Importantly, the document’s format ensures clear instructions and no confusion regarding drugs and dosages.

An electronic data exchange interface transfers the script directly from the doctor’s PMA to the pharmacy, leaving no chance for drug seekers to alter it or for the careless to lose it. No more faxing is needed. Should the patient’s preferred pharmacy not be electronically linked to the practice, the doctor simply prints a copy of the script for the patient to take with.

“Our aim is to help doctors and pharmacies form networks based on their shared use of our e-Scripting solution,” says Hannes. “The relationship that comes from medical professionals working closely together ultimately benefits patients. It also makes life easier for everyone if the pharmacist doesn’t have to call the doctor to clarify scripts.”

The value e-scripting adds more than just an electronic script template, e-scripting software stores the patient’s history, allowing the doctor to quickly and easily refer to previous prescriptions, basic clinical notes and treatment decisions.

This functionality is particularly handy in the case of chronic conditions. Instead of having to write out a new script every time, the doctor can simply refer to the patient’s treatment plan by calling up the previous script, verify that everything is still valid, change what is needed, and render it again.

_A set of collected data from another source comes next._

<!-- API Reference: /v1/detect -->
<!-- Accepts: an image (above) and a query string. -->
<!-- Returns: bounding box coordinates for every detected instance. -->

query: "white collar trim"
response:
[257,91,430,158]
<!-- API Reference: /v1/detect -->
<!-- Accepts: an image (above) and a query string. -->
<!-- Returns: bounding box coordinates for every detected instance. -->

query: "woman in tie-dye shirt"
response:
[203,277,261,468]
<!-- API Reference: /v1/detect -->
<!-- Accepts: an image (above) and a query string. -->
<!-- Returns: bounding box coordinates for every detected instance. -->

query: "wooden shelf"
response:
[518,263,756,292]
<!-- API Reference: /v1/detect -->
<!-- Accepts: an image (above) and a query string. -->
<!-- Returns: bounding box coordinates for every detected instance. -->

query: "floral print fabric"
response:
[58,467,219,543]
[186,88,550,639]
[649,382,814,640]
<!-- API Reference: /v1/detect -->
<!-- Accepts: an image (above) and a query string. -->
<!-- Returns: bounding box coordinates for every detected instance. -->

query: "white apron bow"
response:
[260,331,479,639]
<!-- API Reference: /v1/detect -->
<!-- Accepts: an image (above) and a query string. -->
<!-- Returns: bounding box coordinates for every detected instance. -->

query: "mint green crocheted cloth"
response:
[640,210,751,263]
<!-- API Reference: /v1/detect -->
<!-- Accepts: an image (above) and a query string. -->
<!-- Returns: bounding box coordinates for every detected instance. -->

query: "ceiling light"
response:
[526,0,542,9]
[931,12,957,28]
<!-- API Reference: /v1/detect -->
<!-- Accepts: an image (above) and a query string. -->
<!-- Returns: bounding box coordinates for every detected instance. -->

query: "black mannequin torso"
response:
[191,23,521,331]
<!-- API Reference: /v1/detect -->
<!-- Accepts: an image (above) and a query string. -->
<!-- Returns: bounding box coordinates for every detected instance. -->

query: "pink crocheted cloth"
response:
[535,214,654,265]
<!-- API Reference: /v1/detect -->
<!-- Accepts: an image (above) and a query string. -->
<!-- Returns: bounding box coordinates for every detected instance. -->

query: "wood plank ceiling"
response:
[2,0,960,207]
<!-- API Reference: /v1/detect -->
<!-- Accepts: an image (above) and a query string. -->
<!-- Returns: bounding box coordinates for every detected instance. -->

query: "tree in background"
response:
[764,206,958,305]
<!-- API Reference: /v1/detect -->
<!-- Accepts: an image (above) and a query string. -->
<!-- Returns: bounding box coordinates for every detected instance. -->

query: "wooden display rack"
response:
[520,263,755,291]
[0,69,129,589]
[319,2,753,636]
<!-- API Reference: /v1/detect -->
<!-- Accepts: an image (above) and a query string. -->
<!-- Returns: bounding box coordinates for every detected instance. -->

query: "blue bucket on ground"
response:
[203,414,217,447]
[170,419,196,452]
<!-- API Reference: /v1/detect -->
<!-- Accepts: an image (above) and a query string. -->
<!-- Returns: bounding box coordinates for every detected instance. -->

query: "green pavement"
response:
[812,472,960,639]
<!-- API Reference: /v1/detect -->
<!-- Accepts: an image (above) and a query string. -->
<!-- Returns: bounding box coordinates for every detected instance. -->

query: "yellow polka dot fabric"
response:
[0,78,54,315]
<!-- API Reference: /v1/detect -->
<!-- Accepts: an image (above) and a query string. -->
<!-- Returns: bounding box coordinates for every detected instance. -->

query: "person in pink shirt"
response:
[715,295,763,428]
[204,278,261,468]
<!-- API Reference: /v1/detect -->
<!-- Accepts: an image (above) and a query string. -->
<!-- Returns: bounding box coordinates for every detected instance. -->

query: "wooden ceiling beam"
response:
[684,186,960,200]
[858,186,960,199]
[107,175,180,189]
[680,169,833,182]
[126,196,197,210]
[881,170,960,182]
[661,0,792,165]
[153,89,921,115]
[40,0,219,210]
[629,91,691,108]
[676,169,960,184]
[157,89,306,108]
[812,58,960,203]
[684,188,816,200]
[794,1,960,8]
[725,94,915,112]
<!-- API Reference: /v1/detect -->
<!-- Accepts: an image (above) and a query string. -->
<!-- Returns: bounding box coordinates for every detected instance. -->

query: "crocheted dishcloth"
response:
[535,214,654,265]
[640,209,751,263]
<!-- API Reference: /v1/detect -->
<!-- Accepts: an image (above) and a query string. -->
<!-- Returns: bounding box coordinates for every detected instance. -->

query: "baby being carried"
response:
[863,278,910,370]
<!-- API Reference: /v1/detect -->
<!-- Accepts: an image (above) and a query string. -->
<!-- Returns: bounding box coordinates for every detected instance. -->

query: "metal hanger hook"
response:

Similarly, doctors can save their preferred treatment protocols for specific conditions. The software also speeds up the issuing of sick notes, referral and personalised letters, and references for the Workman’s Compensation Association (WCA) and Road Accident Fund (RAF), freeing up more time for patient interactions.

In group practices e-scripting is extremely valuable as it allows the different partners to see each other’s prescription history for a specific patient. A patient can still receive the best care even when his or her preferred GP is not available.

E-scripting furthermore allows a practice to do away with paper and files in favour of an online system, and to be more efficient – resulting in a more professional image in the eyes of its patients.

“E-scripting is far more than a printout of a computer generated document,” says Robberts. “The intelligence behind it creates enormous value in terms of time saving, accuracy and improved patient care.”

The status of e-scripting in South Africa
In most first world countries e-scripting is a requirement because of patient safety and doctors can be penalised for not using it.

South Africa is not there yet.

E-scripting is still a choice and, sadly, many doctors are reluctant to embrace technology in their practices. While Health-Soft, for instance, has signed up around 2 000 doctors to use its e-Scripting software, not all of them are active users. And the system does not cost them anything – installation, support and licencing are subsidised and therefore free.

“Some doctors think that using technology will slow them down, and for others it’s a case of being comfortable with how things have always been done,” says Robberts. “But we are working hard to change their mindsets by proving the benefits of e-Scripting.”

The large-scale rollout of the e-scripting function that allows scripts to be sent directly to pharmacies, has also been held back by the question of what constitutes an electronic signature on a script. Previously a grey area in South African legislation, regulations published by the Department of Health in August last year have now clarified it. The requirements for an advanced electronic signature are, however, onerous to implement and companies like Med-e-Mass had to carefully consider the best way to conform.

“I am pleased to say that we are now ready to comply, and in a position to allow medical practices and pharmacies to be compliant in the near future,” says Robberts.